Im Haus Freiligrath an der Martinstraße probte ab 1867 der MGV Liederkranz, der ebenfalls Teil verschiedener Fusionen war. Foto: Sangesfreunde düsseldorf-bilk 1858

Dass es schwerer geworden ist für Männerchöre, das bedauern Sieberling und Köpke. Die Konkurrenz ist groß mit Gospel- und Musical-Gruppen. "Dazu kommt, dass junge Leute immer weniger Zeit haben", sagt Manfred Sieberling. Der Chor altert mit den Mitgliedern. Immerhin bringt Chorleiter Sven Morche mit seinen jungen 46 Jahren Schwung in die Truppe. Gerne auch mit Songs von den Toten Hosen, auch wenn "An Tagen wie diesen" vierstimmig gar nicht so einfach sei.

"Wir haben eine tolle Kameradschaft", sagt Jochen Köpke, und ihr Repertoire ist abwechslungsreich. Sie singen deutsche Schlager, auf Englisch und sogar Japanisch - eine Kooperation hat es mal gegeben mit dem japanischen Männerchor von der Oststraße. "Japanisch singen ist eindeutig leichter als sprechen", findet Schriftführer Köpke.
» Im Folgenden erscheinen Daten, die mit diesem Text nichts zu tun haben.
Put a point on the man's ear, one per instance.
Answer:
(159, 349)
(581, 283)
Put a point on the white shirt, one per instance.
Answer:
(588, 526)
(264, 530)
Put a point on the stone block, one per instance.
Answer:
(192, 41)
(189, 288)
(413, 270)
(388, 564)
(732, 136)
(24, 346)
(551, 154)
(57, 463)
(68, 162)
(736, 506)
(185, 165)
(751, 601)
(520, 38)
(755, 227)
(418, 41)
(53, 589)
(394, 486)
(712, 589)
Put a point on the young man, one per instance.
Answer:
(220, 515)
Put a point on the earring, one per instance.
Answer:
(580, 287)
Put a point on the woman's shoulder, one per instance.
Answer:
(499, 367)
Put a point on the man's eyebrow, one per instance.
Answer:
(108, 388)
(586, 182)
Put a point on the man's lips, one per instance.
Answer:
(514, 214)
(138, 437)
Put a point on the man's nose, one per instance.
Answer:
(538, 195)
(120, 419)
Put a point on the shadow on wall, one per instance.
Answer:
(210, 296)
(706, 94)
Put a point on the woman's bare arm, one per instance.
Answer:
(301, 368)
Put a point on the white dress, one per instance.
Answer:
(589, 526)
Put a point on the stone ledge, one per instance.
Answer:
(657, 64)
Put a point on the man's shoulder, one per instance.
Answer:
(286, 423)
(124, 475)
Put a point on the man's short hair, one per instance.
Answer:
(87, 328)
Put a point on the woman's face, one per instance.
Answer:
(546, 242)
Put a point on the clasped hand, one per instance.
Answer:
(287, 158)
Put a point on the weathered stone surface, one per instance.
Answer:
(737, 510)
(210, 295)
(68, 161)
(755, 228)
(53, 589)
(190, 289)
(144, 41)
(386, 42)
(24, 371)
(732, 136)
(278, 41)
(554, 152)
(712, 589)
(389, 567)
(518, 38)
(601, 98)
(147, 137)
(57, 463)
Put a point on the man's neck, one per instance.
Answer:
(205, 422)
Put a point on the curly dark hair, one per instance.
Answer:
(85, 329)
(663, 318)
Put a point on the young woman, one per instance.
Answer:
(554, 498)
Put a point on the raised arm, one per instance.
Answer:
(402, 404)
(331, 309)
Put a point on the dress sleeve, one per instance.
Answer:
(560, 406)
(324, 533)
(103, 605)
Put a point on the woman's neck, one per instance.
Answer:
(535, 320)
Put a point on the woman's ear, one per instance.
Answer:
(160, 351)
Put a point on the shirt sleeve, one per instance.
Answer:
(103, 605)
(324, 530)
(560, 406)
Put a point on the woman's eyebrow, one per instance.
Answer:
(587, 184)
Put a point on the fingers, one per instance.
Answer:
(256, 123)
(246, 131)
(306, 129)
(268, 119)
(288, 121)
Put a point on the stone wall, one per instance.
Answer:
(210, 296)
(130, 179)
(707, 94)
Jeden Dienstag proben die Männer im Saal hinter der Gaststätte Fuchs im Hofmanns, im Augenblick bereiten sie sich auf das Festjahr vor, die 160 Jahre sollen im April bei einem großen Jubiläumskonzert gefeiert werden. Dann werden sie auch ganz sicher wieder "Jacob's Ladder" singen, das ist Pflicht im Programm, "spätestens bei der Zugabe ruft das Publikum danach", sagt Sieberling.